(CMR) The Royal Cayman Islands Police Service (RCIPS) informed Cayman News Service yesterday that a shotgun that CMR mentioned in a previous article was in their possession.
This revelation, in part, has answered two of many questions that we have asked about the circumstances that led to that firearm being confiscated from the home of Blake Ducharme earlier this year.
Now we know that the firearm does not belong to Ducharme but in all likelihood belong to his boat captain. The police also confirmed that “weapon was lawfully licensed to an unnamed individual who had arrived in the Cayman Islands from the United States on Ducharme’s boat”. This information is incredibly helpful. However, it leaves many more questions unanswered.
As CNS shared, they received a short response to their questions. The unanswered questions in our minds remain as follows:
- Who does the firearm belong to?
- Why have no subsequent arrests been made?
- What caliber firearm is it?
- What amount of ammunition was found?
- What date was the firearm found at the location?
- Is the firearm registered in this jurisdiction? If not, what jurisdiction is it registered in?
- If registered, why does the RCIPS alleged to still have the firearm?
- Was the firearm ever declared upon entry to the Cayman Islands?
- Is it legally permissible for someone to have a firearm in their home/possession that is not registered to them and they do not have a gun license?
- Has anyone else been arrested in relation to this firearm
Stating that a firearm is registered but being unwilling to state that it is registered in the Cayman Islands appears deceptive. A firearm licensed elsewhere does not make it licensed in this jurisdiction.

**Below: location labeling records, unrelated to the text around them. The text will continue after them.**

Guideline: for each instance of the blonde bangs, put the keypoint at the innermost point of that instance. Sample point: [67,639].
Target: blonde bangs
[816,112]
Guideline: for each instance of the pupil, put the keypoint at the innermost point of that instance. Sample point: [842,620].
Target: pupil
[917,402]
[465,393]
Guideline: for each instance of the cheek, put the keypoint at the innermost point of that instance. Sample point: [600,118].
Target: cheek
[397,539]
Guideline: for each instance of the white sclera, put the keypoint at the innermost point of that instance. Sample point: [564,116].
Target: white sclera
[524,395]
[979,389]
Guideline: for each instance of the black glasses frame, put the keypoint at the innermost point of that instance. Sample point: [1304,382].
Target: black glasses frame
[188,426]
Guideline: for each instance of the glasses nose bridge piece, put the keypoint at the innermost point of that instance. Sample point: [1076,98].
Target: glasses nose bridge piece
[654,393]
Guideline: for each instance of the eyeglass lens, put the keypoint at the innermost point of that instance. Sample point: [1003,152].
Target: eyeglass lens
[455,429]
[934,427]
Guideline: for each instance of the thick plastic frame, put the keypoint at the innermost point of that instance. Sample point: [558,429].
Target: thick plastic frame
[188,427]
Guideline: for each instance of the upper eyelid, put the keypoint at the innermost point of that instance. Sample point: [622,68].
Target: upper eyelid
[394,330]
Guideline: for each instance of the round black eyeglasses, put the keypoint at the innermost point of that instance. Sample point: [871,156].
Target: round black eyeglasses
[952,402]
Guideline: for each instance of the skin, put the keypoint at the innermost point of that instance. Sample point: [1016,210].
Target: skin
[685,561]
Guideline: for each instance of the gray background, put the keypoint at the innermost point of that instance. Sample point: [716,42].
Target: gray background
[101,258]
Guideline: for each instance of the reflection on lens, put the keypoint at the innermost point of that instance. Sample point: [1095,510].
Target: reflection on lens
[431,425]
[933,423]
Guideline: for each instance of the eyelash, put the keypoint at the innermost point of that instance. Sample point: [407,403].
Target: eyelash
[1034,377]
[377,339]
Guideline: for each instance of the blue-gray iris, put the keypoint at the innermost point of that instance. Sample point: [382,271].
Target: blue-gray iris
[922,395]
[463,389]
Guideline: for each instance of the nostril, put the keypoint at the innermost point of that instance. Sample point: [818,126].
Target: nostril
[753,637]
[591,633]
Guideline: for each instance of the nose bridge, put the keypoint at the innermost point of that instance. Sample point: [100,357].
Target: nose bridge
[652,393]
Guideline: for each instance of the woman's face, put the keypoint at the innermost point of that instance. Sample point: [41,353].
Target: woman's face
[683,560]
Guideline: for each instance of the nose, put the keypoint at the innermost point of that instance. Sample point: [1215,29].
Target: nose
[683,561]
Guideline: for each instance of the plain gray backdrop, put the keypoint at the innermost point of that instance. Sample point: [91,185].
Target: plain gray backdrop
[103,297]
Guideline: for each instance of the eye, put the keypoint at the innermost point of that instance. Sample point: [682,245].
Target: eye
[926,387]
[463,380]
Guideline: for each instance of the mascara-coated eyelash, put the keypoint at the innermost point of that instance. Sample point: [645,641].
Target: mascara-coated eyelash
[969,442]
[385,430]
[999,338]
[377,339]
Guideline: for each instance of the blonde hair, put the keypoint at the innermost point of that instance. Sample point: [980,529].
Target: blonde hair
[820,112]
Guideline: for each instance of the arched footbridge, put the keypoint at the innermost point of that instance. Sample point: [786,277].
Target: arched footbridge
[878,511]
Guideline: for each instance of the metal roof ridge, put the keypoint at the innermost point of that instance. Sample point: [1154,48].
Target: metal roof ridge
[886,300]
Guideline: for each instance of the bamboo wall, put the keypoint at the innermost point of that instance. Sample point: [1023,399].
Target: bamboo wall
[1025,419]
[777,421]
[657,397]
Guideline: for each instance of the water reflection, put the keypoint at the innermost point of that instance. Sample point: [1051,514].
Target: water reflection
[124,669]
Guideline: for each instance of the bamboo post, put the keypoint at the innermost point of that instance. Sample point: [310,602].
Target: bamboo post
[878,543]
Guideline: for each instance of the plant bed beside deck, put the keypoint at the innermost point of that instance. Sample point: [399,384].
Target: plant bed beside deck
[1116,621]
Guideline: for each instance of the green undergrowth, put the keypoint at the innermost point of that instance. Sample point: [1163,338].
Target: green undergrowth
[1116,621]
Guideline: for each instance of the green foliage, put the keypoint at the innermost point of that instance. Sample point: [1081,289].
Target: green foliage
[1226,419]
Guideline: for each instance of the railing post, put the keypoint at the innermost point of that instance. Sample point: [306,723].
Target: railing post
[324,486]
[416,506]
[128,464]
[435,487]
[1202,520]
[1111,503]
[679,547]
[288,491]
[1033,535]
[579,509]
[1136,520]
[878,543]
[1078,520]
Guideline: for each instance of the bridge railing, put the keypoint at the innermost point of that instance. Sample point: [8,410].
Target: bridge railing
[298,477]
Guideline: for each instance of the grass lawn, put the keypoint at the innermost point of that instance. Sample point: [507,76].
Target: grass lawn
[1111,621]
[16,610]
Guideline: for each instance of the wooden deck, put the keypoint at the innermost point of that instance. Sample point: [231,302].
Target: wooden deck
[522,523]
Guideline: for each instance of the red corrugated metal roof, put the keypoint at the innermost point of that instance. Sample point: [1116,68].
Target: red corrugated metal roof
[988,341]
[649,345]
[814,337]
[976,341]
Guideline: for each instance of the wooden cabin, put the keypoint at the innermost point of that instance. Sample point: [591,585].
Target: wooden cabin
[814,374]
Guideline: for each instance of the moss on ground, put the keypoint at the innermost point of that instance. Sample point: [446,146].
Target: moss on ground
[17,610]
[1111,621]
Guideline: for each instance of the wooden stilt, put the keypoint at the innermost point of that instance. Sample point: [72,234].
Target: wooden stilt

In fact, we have very strict criteria about the storage and handling of firearms which appear to have not been followed in this case.
We know that the strict gun laws in the Cayman Islands would normally cover a firearm being in someone’s possession as one offense and ownership is a completely separate issue. For example, the other examples of police having arrested visitors with firearms made it very clear that a firearm lawfully registered in the USA would not absolve one from the laws of this country. There’s no logical reason why the gun would have been registered here since it was transported from a private jet to a private home.
CMR sources indicate the gun was never declared to customs. Is that not an offense as well?
The captain of the boat on which the gun originated has been on the island at least on three other occasions since the weapon was found. Has he been arrested? Is he being charged with any offenses?
CMR has submitted a serious of questions to the RCIPS on the matter which they have refused to answer. So we have only been left with the ability to ask questions and further speculate as to what truly transpired. The people of the Cayman Islands deserve complete and full transparency; especially from the RCIPS and DPPs offices.